Pressure-Induced Conformation Transition of o-Phenylene Solvated in Bulk Hydrocarbons

M Riello and G Doni and SV Filip and M Gold and A De Vita, JOURNAL OF PHYSICAL CHEMISTRY B, 118, 13689-13696 (2014).

DOI: 10.1021/jp5096272

The conformational behavior of o-phenylene 8-mers and 10-mers solvated in a series of linear alkane solvents by means of classical molecular dynamics and first-principles calculations was studied. Irrespective of the solvent used, we find that at ambient pressure the molecule sits in the well-defined close-helical arrangement previously observed in light polar solvents. However, for pressures greater than 50 atm, and for tetradecane or larger solvent molecules, our simulations predict that o-phenylene undergoes a conformational transition to an uncoiled, extended geometry with a 35% longer head-to-tail distance and a much larger overlap between its lateral aromatic ring groups.

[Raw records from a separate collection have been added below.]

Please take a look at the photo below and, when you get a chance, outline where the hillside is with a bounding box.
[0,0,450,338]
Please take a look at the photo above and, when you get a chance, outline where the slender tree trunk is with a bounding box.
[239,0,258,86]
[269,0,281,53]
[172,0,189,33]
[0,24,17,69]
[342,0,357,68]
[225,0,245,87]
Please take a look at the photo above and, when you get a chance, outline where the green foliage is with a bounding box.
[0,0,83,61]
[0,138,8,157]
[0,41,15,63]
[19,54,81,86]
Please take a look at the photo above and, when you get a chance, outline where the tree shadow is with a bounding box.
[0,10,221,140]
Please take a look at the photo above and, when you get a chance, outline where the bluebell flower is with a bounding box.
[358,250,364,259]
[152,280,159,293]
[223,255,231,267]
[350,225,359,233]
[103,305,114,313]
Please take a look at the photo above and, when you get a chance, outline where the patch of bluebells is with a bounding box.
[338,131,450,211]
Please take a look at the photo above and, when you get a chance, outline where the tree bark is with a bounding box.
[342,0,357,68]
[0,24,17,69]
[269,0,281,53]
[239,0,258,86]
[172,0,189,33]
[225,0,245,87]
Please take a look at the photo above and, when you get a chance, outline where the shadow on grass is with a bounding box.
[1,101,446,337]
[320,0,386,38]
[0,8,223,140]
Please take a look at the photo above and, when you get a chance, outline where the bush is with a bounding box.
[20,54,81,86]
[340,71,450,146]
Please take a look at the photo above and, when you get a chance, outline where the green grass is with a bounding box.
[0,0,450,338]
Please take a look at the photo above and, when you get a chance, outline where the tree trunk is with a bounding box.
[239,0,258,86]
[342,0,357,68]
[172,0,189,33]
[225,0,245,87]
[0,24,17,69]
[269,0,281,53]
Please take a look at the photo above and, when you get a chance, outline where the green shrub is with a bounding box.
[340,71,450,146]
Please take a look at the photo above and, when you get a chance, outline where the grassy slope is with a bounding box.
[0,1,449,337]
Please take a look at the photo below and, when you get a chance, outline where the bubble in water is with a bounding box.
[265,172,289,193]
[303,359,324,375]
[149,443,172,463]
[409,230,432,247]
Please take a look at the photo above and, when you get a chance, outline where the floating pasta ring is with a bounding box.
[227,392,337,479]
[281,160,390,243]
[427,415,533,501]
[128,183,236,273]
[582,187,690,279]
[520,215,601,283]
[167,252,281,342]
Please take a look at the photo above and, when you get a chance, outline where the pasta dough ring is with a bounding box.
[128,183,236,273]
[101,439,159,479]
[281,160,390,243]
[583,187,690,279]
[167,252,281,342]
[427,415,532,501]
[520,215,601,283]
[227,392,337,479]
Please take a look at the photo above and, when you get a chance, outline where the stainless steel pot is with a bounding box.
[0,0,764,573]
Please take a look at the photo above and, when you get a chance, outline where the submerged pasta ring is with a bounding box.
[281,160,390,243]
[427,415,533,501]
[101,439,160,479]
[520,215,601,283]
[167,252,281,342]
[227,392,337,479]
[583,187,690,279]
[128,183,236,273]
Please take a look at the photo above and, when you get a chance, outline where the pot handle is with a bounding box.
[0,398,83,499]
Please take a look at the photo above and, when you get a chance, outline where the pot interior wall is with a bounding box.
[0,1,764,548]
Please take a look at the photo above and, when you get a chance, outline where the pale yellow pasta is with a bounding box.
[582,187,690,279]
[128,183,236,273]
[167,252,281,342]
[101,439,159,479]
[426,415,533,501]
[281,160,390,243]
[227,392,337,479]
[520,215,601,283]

The free energy barrier for the transition was studied as a function of pressure and temperature for both solute molecules in butane and hexadecane. Gas- phase density functional theory-based nudged elastic band calculations on 8-mer and 10-mer o-phenylene were used to estimate how the pressure- induced transition energy barrier changes with solute length. Our results indicate that a sufficiently large solvent molecule size is the key factor enabling a configuration transition upon pressure changes and that longer solute molecules associate with higher conformation transition energy barriers. This suggests the possibility of designing systems in which a solute molecule can be selectively activated by a controlled conformation transition achieved at a predefined set of pressure and temperature conditions.